Personnalité masculine

-Et puis que veux-tu que je te dises Viola ? Que je suis un ingrat ?
Il avait tout à coup pris ce visage que je détes­tais, celui qui disait : « Saute moi dessus si tu penses que cela peut te faire du bien, ou pardonne-moi. Mais ensuite, oublie et mets un point final. Tu n’arriveras pas à me faire chan­ger, de même que personne n’a jamais réussi à le faire. »

L’artiste et les femmes

-Oliviero place dans toutes ses sculp­tures quelque chose qui m’appartient et qu’il me dérobe en perma­nence, conti­nua-t-elle, en s’efforçant de masquer ces mots avec la stupeur d’une flat­te­rie.
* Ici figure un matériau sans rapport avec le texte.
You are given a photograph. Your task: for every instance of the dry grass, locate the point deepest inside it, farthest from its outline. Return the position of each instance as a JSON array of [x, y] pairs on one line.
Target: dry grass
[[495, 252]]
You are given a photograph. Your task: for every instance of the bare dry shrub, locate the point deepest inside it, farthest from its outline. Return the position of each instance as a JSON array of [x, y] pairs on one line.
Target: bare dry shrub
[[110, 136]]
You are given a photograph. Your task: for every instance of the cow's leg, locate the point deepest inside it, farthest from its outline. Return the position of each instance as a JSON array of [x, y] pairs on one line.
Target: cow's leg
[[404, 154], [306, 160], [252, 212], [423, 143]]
Il finira par m’avoir tout prix, ajouta-t-elle en souriant.
Ma mère ne perdit pas de temps, et à la première occa­sion elle raconta à mon père ce qui lui avait été confié. Et si Oliviero pouvait suppor­ter la jalou­sie de Pauline, il était en revanche trop jaloux de son art pour accep­ter qu’elle s’en serve pour se vanter face à une incon­nue.
- Comment as-tu pu dire à cette femme une chose pareille, telle­ment à nous ?
- Tu as fait bien pire : pour elle, tu détruis la seule chose qui soit vrai­ment à nous. L’amour.

18 Thoughts on “Si je ferme les yeux – Simona SPARACO

  1. Le titre et la couver­ture ne m’attirent pas… Et ce que tu en dis, bah, défi­ni­ti­ve­ment, je laisse de côté.
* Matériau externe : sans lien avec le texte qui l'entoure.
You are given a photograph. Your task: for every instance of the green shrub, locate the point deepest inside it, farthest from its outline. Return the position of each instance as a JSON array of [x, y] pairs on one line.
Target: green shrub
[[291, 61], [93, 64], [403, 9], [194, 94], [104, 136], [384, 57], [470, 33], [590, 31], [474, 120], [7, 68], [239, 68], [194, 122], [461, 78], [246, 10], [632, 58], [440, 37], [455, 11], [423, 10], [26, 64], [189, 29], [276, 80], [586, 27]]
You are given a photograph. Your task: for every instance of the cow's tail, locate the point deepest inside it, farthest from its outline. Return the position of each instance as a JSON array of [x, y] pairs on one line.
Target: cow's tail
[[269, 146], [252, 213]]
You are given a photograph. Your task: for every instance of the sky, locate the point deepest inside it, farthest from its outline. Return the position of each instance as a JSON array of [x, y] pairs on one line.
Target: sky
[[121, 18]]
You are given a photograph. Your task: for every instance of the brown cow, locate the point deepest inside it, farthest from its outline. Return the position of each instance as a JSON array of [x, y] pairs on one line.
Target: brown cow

  2. Mouais, merci beau­coup de ne pas tenter de nous tenter ! ^_​^

  3. Pas un indis­pen­sable on dirait…

  4. j’ai de plus en plus de mal à lire les romans comme celui là où il ne reste pas grand chose après lecture
    ce n’est pas désa­gréable mais j’ai l’impression que je perd mon temps

    • J’ai beau­coup de temps à perdre, si bien que j’ai une certaine tendresse pour des livres qui ne me plaisent qu’à moitié …

  5. Je ne vois pas trop ce que tu veux dire par « telle­ment italien » pour amour. Pas trop tentée par cette histoire de toute manière…

    • Amore .… Amore.… et si je pouvais te le chan­ter, je suis sûre que tu compren­drais. L’amour passion au premier regard et qui dure toute une vie. Il y a un peu de ça dans ce roman.

  6. Je ne suis pas très tentée tu t’en doutes ; je préfère les lectures un peu plus « fortes ».

  7. On peut voir le verre à moitié plein ou à moitié vide…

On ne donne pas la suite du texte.